Sınırsız yansımayı savunan maliyeciler, her çeşit verginin er yada geç bütün milli ekonomiye yayılarak sırttan sırta yüklenmek suretiyle, vergi ağırlığının mükelleflerce hissedilmeyecek duruma geleceğini ileri sürmektedirler. Vergiler belirli bir kimse yada grup üzerinde yerleşip kalmamakta, bir bireyden diğerine sürekli ve sınırsız şekilde yayılmak suretiyle sonunda, çok düşük zerreler halinde ekonomi tarafından emilmektedir. Sınırsız yansımayı savunanlar, vergiyi yüksekten durgun bir göle bırakılan taşa benzetirler ve taşın düştüğü noktadan itibaren oluşan dairelerin giderek yayılıp sonunda ekonomi içinde hissedilmeyecek şekilde kaybolacağını ileri sürmektedirler.

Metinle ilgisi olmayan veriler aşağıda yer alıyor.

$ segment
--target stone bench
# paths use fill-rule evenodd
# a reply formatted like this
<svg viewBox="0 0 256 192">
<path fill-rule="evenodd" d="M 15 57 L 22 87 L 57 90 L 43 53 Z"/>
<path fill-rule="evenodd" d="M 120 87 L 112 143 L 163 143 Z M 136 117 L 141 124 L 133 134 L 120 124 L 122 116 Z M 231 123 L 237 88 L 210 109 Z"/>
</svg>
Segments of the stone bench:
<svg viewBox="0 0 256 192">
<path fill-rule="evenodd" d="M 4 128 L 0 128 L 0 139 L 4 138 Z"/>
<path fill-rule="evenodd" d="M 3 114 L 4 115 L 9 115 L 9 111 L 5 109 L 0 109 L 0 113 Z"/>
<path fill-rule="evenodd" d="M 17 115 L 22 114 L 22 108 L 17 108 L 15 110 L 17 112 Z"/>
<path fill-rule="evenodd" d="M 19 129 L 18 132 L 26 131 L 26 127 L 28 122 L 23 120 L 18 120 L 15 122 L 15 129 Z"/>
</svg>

Bu yaklaşımı savunanlar verginin yansımasını bileşik kaplara konan su veya damarın birinden alınan kana da benzeterek vergilerin eşit yayılacağını ileri sürmektedirler. Günümüzde sınırsız yansıma yaklaşımı geçerliliğini oldukça kaybetmiştir. 

Sınırlı yansıma, belirli bir verginin şekli, matrahı ve tahsil tarzı ne olursa olsun, bu vergi sonunda belli bir üretim faktörü üzerinde kalacaktır. Fizyokratlar, sınırsız yansımanın aksine, verginin neticede toprak sahipleri üzerinde kalacağına inandıklarından, sınırlı yansıma görüşünün ilk temsilcileridir. Ricardo ise, rant üzerinden alınan vergilerin yansımaya elverişli olmadığını, maliyet unsuru olabilecek vergilerin ise devredilebileceklerini ileri sürmektedir. Vergilerin tarıma dayalı ekonomilerde çiftçiler  üzerinde,   sanayiye  dayalı  ekonomilerde  ise  ücretler  üzerinde kalacağı savunulmaktadır. 

e- Çapraz Yansıma 

ileri doğru yansıma şekillerinden birisi de "çapraz yansıma" olayıdır. İtalyan maliyeci Empolü tarafından ileri sürülen bu yansıma türü, belirli bir mal üzerinde konulmuş olan verginin, tam elastikiyeti düşük bir başka malın fiyatının yükselterek devredilmesi şeklinde gerçekleşmektedir (Tekir 1993-s.98). 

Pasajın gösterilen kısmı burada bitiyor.